IAGO Despise me, if I do not. Three great ones of the city,
In personal suit to make me his lieutenant,
Off-capp’d to him: and, by the faith of man, 10
I know my price, I am worth no worse a place:
But he; as loving his own pride and purposes,
Evades them, with a bombast circumstance
Horribly stuff’d with epithets of war;
And, in conclusion,
Nonsuits my mediators; for, ‘Certes,’ says he,
‘I have already chose my officer.’
And what was he?
Forsooth, a great arithmetician,
One Michael Cassio, a Florentine, 20
A fellow almost damn’d in a fair wife;
That never set a squadron in the field,
Nor the division of a battle knows
More than a spinster; unless the bookish theoric,
Wherein the toged consuls can propose
As masterly as he: mere prattle, without practise,
Is all his soldiership. But he, sir, had the election:
And I, of whom his eyes had seen the proof
At Rhodes, at Cyprus and on other grounds
Christian and heathen, must be be-lee’d and calm’d 30
By debitor and creditor: this counter-caster,
He, in good time, must his lieutenant be,
And I–God bless the mark!–his Moorship’s ancient.
RODERIGO By heaven, I rather would have been his hangman.

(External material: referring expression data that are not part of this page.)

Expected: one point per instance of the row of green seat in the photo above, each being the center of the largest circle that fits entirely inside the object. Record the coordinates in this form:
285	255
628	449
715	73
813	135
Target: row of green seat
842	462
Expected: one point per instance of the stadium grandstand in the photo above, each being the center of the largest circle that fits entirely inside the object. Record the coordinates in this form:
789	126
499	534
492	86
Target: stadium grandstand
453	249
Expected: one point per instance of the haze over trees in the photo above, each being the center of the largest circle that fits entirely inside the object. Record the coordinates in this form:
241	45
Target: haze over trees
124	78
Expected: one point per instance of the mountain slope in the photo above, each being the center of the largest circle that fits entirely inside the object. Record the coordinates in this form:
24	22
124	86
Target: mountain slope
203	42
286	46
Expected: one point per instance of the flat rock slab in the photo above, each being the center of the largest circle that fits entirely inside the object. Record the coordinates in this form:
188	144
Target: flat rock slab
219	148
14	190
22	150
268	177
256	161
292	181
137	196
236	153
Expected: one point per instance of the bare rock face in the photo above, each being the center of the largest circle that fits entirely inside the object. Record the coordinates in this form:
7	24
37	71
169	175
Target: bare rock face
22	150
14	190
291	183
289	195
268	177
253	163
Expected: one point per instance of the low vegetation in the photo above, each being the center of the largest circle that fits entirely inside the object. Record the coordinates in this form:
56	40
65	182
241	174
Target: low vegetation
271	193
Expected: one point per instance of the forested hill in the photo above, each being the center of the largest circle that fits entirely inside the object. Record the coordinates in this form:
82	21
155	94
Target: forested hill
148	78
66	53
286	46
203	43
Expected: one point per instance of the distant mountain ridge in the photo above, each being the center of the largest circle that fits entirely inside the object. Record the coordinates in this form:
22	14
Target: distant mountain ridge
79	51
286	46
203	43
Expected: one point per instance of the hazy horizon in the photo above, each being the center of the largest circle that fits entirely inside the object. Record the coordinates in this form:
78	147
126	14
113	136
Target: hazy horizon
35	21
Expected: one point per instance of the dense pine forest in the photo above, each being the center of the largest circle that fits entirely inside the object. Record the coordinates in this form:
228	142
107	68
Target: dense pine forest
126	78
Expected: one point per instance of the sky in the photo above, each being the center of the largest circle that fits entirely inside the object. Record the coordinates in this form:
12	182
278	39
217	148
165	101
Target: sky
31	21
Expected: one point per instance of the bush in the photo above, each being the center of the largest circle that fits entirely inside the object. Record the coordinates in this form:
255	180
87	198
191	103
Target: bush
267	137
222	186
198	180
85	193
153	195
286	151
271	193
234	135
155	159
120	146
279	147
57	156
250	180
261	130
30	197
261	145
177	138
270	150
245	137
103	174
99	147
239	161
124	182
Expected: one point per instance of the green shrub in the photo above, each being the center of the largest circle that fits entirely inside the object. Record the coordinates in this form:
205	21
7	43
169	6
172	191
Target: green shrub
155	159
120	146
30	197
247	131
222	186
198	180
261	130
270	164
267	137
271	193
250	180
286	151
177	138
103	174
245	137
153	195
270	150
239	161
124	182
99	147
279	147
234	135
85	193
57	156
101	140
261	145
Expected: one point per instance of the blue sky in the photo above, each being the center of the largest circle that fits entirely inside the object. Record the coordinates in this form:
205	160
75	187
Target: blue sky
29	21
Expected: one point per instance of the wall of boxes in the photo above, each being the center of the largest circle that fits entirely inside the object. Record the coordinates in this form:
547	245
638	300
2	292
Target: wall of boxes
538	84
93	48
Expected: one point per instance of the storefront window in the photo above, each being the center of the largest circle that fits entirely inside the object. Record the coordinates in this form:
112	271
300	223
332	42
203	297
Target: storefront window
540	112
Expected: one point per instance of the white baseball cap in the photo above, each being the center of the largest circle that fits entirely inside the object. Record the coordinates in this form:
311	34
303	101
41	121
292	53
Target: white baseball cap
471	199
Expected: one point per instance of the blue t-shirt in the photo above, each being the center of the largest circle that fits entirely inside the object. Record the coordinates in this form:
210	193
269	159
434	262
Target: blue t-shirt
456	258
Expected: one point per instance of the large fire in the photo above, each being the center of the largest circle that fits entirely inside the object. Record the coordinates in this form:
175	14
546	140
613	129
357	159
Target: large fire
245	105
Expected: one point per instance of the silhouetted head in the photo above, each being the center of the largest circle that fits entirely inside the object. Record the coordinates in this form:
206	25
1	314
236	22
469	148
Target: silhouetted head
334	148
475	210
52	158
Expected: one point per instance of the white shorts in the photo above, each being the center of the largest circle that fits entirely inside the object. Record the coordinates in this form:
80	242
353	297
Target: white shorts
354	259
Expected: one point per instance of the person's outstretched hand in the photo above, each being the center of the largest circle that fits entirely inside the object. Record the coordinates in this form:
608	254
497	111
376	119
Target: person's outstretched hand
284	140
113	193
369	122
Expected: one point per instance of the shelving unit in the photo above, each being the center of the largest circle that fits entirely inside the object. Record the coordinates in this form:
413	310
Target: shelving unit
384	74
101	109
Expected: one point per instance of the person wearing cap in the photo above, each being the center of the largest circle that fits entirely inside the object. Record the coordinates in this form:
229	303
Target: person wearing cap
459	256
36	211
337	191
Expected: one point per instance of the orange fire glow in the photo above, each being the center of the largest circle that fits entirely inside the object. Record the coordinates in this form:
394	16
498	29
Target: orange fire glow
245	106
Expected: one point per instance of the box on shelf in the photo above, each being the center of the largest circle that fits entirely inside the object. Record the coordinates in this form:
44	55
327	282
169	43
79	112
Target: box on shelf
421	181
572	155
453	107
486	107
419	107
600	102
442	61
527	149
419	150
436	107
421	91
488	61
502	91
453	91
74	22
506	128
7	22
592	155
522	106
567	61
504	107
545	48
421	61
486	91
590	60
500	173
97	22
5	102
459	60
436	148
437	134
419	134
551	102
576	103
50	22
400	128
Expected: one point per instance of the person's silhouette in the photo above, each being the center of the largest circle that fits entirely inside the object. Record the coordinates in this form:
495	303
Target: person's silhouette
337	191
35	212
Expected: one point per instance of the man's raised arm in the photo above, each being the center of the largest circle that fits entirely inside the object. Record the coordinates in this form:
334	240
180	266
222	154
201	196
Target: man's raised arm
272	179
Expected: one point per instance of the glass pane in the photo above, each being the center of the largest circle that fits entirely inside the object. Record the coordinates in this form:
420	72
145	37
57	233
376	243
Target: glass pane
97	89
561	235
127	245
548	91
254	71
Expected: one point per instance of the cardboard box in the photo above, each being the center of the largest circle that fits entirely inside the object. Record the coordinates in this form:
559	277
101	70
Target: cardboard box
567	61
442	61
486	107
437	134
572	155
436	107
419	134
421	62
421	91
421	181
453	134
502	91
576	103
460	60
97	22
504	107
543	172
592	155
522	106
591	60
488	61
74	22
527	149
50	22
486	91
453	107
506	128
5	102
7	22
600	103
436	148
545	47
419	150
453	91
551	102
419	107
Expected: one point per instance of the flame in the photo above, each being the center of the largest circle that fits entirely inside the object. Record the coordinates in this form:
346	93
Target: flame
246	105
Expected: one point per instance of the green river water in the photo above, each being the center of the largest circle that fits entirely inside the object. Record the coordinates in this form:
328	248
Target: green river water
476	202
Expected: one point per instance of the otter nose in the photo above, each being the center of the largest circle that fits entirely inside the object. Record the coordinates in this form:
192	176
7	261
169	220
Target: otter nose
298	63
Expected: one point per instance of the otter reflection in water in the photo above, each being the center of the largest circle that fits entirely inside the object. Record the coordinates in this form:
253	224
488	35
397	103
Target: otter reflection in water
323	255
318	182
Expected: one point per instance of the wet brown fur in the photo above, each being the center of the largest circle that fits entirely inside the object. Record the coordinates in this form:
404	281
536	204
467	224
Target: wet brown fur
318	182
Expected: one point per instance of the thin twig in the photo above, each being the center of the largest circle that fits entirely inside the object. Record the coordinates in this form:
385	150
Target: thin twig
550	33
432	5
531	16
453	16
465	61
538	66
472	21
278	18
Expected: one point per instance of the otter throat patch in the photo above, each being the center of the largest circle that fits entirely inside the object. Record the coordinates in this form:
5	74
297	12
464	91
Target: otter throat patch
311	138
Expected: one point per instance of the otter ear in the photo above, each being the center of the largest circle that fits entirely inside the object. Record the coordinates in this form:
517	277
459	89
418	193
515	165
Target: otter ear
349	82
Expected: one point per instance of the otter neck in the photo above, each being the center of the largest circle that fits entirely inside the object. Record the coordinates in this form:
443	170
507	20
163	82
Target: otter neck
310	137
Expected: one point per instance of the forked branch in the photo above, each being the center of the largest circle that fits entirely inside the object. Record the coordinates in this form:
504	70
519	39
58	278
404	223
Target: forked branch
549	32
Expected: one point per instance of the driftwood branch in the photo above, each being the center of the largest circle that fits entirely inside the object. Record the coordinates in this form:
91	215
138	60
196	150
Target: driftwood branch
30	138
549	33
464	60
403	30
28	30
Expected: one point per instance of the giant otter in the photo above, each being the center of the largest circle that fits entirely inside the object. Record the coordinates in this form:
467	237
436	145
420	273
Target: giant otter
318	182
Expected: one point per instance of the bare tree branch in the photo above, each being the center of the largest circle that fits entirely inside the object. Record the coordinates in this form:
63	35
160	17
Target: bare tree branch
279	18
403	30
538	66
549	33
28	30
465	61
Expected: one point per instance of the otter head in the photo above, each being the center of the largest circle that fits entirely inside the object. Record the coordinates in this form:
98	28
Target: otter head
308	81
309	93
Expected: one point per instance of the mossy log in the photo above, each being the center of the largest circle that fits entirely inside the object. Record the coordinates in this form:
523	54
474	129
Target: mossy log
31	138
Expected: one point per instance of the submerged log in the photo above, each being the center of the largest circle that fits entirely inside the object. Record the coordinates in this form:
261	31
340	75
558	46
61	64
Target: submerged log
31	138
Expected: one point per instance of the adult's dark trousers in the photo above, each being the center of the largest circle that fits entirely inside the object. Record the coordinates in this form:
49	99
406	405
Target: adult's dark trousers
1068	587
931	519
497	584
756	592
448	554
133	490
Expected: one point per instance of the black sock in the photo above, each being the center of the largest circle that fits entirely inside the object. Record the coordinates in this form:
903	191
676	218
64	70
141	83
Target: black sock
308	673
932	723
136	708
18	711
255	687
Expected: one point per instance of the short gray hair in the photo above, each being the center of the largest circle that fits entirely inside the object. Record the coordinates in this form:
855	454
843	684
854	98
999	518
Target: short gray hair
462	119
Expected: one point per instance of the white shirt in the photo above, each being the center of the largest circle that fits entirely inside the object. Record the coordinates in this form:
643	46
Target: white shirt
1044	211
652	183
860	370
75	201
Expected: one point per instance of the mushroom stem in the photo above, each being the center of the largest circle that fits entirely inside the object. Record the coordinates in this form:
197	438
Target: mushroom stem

IAGO Why, there’s no remedy; ’tis the curse of service,
Preferment goes by letter and affection,
And not by old gradation, where each second
Stood heir to the first. Now, sir, be judge yourself,
Whether I in any just term am affined
To love the Moor.
I’m not the best at understanding Shakespeare ( I’ve definitely been one of those people that references No Fear Shakespeare) so please bear with me as I try to explain a short excerpt from Othello. First, here is a list of defined words from the original passage that are not typically used in modern-day English:
- Off-capp’d: “oft capped” meaning saluted (he removed his cap)
- bombast: high-sounding language with little meaning, used to impress people.
- Forsooth: indeed (often used ironically or to express surprise or indignation).
- toged: obsolete, rare
- hangman: an executioner who hangs condemned people.
- Preferment: promotion or appointment to a position or office.
Essentially in this excerpt, Iago rants to Roderigo about Othello and continues to gripe about how he feels wronged. First, Iago talks about how much he dislikes Othello despite everyone else’s opinion. The reason for Iago’s deep hatred is that Othello did not give him the position, lieutenant, that he knows he deserved, but rather gives the position to Michael Cassio who has no real experience in fighting– he can’t even control his wife. Cassio is more of a scholar-type that has studied theories about war, but never has actually implemented them. Iago blames his own loss in position on Cassio. Also, he is angry at Othello since he knows he should have been chosen when his great skills were showcased during the fights in Rhodes and Cyprus. However, Iago is now merely the flag bearer whilst Cassio bears the lieutenant position. Roderigo responds by sharing his sympathies as Iago continues to rant about being stuck with his awful current position.
When Iago describes how Othello refused him, he uses the phrase, “horribly stuff’d with epithets of war.” This is a figure of speech since obviously Othello isn’t literally stuffed with epithets of war, but rather Iago is referring to how Othello continuously talks about war as if he is completely filled up with war-talk. Later, Iago calls Cassio, “this counter-caster.” Counter-caster is like a bookkeeper. This is a figure of speech since Iago continuously calls out Cassio’s lack of experience in war throughout his tirade and especially emphasizes on how Cassio only knows what war is like on paper or through books; thus, calling him a bookkeeper or “counter-caster.” When Iago talks about how Cassio ended up with the liuetenant position, he insists that it is because “preferment goes by letter and affection.” This phrase can be taken literally, but really what it means is that Iago thinks Cassio’s position was given because Othello does what he wants through favoritism and politics.